Taipower requested a budget of NT$11.25 billion (US$342.98 million) to manage 1,200 used fuel rods, or 8 percent of its total used rods, by international companies in June, but the legislature froze the budget for three months from June 11.
The budget proposal is to be reviewed by a special legislative panel today.
Photo: George Tsorng, Taipei Times
The 1,200 spent rods include 480 rods from the Jinshan Nuclear Power Plant in New Taipei City’s Shihmen District (石門) and 720 rods from the Guosheng Nuclear Power Plant in the city’s Wanli District (萬里), Taipower said.
Green Citizens’ Action Alliance deputy secretary-general Hung Shen-han (洪申翰) said that Taipower’s plan to reprocess nuclear waste overseas is not a permanently viable option, as fuel rods — after reusable plutonium and uranium are extracted — would be shipped back to Taiwan 20 years after they are reprocessed, according to Taipower’s tender contract.
Taiwan is likely to still be faced with the challenge of finding a dump site to store the nuclear waste by then, Hung said.
Taipower’s plan is actually a means to extend the service life of the Jinshan and Guosheng plants, as the spent fuel pools at the plants are nearing capacity, he said.
Citing Atomic Energy Council statistics, Citizen of the Earth office director Tsai Chung-yueh (蔡中岳) said that it would take 10,000 years for high-level radioactive nuclear waste to decay to background levels.
Suggesting that the mostly likely bidder of Taipower’s project would be a French company, alliance member Wu Cheng-cheng (吳澄澄) said that France had promulgated a law prohibiting storage of imported nuclear waste in French soil and stipulating that companies must return imported nuclear waste to its nation of origin after processing.

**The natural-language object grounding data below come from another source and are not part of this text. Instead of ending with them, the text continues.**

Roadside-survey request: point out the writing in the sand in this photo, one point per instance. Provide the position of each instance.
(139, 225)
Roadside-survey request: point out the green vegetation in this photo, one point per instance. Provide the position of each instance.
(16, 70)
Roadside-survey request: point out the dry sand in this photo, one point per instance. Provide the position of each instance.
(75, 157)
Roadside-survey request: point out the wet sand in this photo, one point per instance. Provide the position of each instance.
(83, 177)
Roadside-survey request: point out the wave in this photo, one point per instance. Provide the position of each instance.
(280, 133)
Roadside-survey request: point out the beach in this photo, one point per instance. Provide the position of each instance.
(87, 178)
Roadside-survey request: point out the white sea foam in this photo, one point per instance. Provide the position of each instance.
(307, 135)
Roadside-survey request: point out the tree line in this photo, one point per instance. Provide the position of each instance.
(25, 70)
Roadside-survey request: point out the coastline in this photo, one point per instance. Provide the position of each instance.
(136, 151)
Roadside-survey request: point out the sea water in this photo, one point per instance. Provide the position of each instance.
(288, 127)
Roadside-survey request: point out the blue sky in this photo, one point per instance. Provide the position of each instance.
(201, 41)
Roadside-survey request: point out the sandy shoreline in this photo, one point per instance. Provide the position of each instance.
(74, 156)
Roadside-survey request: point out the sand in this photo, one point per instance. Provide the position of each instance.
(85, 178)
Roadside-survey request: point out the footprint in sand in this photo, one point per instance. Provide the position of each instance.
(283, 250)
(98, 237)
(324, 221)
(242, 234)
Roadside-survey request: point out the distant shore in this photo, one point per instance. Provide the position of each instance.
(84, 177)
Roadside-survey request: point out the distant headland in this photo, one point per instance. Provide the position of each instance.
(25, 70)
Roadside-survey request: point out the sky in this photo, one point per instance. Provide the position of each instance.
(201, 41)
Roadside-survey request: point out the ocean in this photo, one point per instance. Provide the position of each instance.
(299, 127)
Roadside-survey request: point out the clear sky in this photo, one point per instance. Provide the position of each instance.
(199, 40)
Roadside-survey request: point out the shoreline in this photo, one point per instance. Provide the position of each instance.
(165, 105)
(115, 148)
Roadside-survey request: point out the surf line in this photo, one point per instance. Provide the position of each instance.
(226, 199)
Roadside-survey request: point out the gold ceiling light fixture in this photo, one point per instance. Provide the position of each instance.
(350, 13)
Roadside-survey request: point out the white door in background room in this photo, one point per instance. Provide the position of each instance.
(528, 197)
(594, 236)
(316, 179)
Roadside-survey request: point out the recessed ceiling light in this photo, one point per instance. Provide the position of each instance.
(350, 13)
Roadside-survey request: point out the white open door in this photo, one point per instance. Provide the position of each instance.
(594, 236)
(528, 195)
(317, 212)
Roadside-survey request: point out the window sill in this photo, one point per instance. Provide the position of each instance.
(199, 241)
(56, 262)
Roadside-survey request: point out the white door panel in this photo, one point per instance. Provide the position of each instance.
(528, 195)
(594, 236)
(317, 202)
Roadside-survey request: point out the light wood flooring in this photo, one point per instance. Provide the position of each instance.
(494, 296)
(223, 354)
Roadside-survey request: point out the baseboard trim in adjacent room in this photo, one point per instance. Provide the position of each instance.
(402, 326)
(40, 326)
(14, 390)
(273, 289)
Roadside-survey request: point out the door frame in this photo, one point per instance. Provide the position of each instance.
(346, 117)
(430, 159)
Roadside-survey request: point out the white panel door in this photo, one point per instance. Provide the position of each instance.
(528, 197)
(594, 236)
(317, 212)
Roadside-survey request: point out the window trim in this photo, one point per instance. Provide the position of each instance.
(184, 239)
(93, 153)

Wu said that there would be about 23,000 spent fuel rods when the nation’s three operating nuclear power plants are decommissioned, and it would cost NT$215.78 billion for them to be processed abroad.
Protesters called on the legislature to scrap Taipower’s budget proposal and re-examine the nation’s energy policy.
However, Taipower said that the plan is a small-scale pilot project to test the feasibility of reprocessing used fuel rods overseas, which might serve as an alternative to existing nuclear waste management methods and a backup plan if the dry-storage facilities at the Jinshan and Guosheng plants are full.
The project would prevent an early decommissioning of the two plants before they reach a 40-year lifespan, which would cause the nation lose 25 million kilowatt-hours of electricity every year, affecting power resources in the nation’s north, the company said.